Intervention de Patricia Lemoine

Séance en hémicycle du jeudi 18 février 2021 à 21h00
Fiscalité des droits de succession et de donation — Discussion générale

Photo issue du site de l'Assemblée nationale ou de WikipediaPatricia Lemoine :

Comme ils l'ont fait en commission la semaine dernière, les membres du groupe Agir ensemble tiennent à remercier sincèrement Mme Christine Pires Beaune pour la qualité de ses travaux.

La fiscalité des donations et des successions est un sujet particulièrement complexe dont les implications dans la vie de nos concitoyens sont majeures. Le texte que vous nous proposez est accompagné d'un exposé des motifs nourri, malgré un manque de données fournies par l'administration fiscale que nous ne pouvons que déplorer.

La proposition de loi ouvre des pistes intéressantes qui ont l'avantage de la lisibilité, ce qui n'est pas peu de chose en matière de fiscalité – et, qui plus est, de fiscalité en matière de donations et successions.

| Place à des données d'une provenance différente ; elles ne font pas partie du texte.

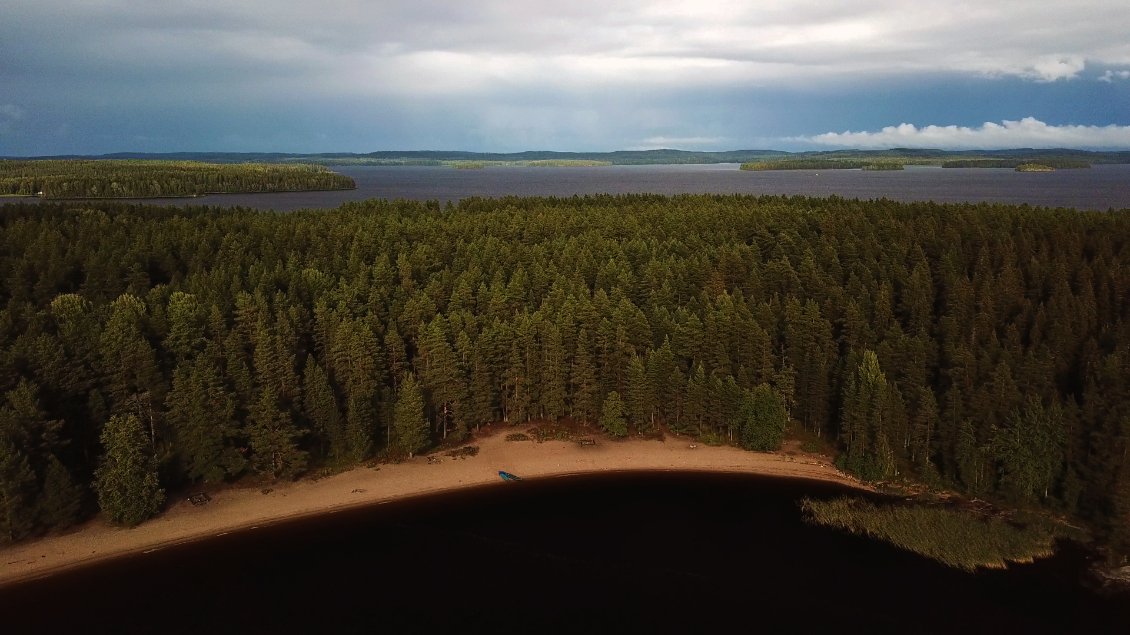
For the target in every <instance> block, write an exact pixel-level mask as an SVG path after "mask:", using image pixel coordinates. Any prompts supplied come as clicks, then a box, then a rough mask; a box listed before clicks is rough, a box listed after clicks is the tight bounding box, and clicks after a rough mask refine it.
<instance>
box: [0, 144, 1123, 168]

À l'évidence, il s'agit d'un enjeu important qui mérite un débat ouvert et constructif au regard des constats que vous avez rappelés : inégalité du patrimoine, risque d'une société de rentiers et panne de l'ascenseur social, pour ne citer que ceux-là.

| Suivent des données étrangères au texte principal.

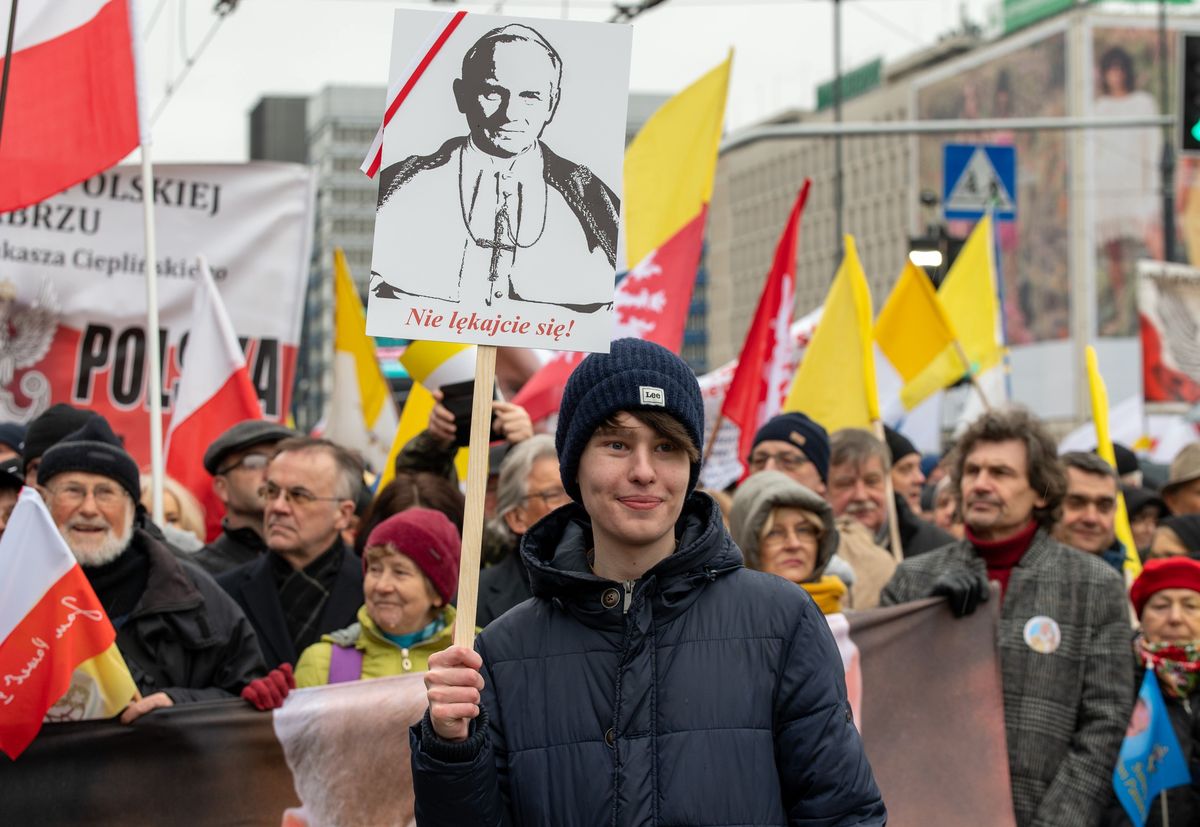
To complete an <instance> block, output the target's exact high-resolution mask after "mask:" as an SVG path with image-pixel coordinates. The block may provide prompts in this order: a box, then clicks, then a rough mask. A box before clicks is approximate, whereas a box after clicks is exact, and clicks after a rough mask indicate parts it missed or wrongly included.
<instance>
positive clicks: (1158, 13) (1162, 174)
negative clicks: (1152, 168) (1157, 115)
mask: <svg viewBox="0 0 1200 827" xmlns="http://www.w3.org/2000/svg"><path fill="white" fill-rule="evenodd" d="M1158 71H1159V83H1158V104H1159V109H1160V110H1162V113H1163V114H1164V115H1165V114H1166V113H1168V112H1169V108H1170V95H1168V90H1166V84H1168V82H1169V79H1170V73H1169V71H1168V65H1166V0H1158ZM1163 136H1164V137H1163V162H1162V176H1163V258H1164V259H1165V260H1168V262H1174V260H1175V146H1174V140H1175V133H1174V132H1172V131H1171V128H1170V127H1164V128H1163Z"/></svg>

Cela étant dit, le texte souffre de plusieurs travers. Les deux premiers ne sont pas de votre fait, madame la rapporteure, mais ils sont particulièrement bloquants. Une réforme significative des DMTG – droits de mutation à titre gratuit – telle que vous la proposez ici ne peut s'entendre en dehors d'une réflexion plus globale sur la fiscalité du patrimoine. Le changement de paradigme que vous appelez de vos v? ux doit s'intégrer dans une réforme plus large ; or l'absence de données précises fournies par l'administration fiscale ne permet pas, en l'état, de mener sereinement une réforme d'ampleur sur les DMTG.

Sur le fond, nous constatons plusieurs points de désaccord avec la réforme que vous présentez. Vous proposez notamment de passer à un barème unique, quel que soit le lien de parenté entre le donateur et le donataire. Si nous comprenons la philosophie de cette proposition, nous ne la partageons pas. Nous pensons en effet qu'un barème distinct pour les donations en ligne directe a du sens et que nous devons le préserver, tout en y apportant des modifications pour mieux prendre en compte les réalités familiales de notre époque.

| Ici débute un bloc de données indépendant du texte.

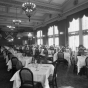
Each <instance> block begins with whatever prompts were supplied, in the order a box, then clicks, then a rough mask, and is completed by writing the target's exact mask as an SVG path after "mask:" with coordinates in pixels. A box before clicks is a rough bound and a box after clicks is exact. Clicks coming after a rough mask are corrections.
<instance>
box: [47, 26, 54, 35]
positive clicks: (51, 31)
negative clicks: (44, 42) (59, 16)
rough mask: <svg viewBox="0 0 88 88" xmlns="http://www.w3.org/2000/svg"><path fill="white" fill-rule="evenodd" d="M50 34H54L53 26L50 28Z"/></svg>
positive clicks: (50, 34)
mask: <svg viewBox="0 0 88 88" xmlns="http://www.w3.org/2000/svg"><path fill="white" fill-rule="evenodd" d="M48 35H53V26H52V27H50V28H49V29H48Z"/></svg>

J'ajoute qu'il serait intéressant d'encourager les donations du vivant afin qu'elles bénéficient aux classes d'âge qui en ont le plus besoin. Comme vous le rappelez dans votre exposé des motifs, les successions interviennent de plus en plus tard, profitant ainsi à des personnes dont le besoin en capital est moins fort. Je suis persuadée qu'il faut améliorer le système actuel pour encourager davantage les donations afin de permettre aux jeunes générations de bénéficier d'un apport en capital au moment où ils en ont le plus besoin. Il me semble qu'il s'agit là d'un angle mort de votre proposition de loi.

Nous pensons, enfin, que l'alignement de la fiscalité de l'assurance-vie sur la fiscalité des successions n'est pas opportun à ce stade sans étude d'impact préalable approfondie. Eu égard au montant des encours et au contexte actuel, la fiscalité de l'assurance-vie doit être maniée avec beaucoup de précaution. Il faut en revanche lui redonner son rôle initial, que vous avez rappelé dans votre propos liminaire : l'investissement dans l'économie réelle. Plusieurs initiatives sont déjà en cours sur ce point, qu'il faut amplifier et encourager.

Ainsi, si nous reconnaissons la qualité du travail de notre collègue Pires Beaune et la nécessité de réformer la fiscalité des donations et successions, les solutions proposées n'ont pas recueilli toute notre adhésion. De plus, comme nous le disons depuis le début de la crise, l'heure n'est pas à l'augmentation de la fiscalité, dans un contexte particulièrement mouvementé. Pour toutes ces raisons, notre groupe votera contre cette proposition de loi.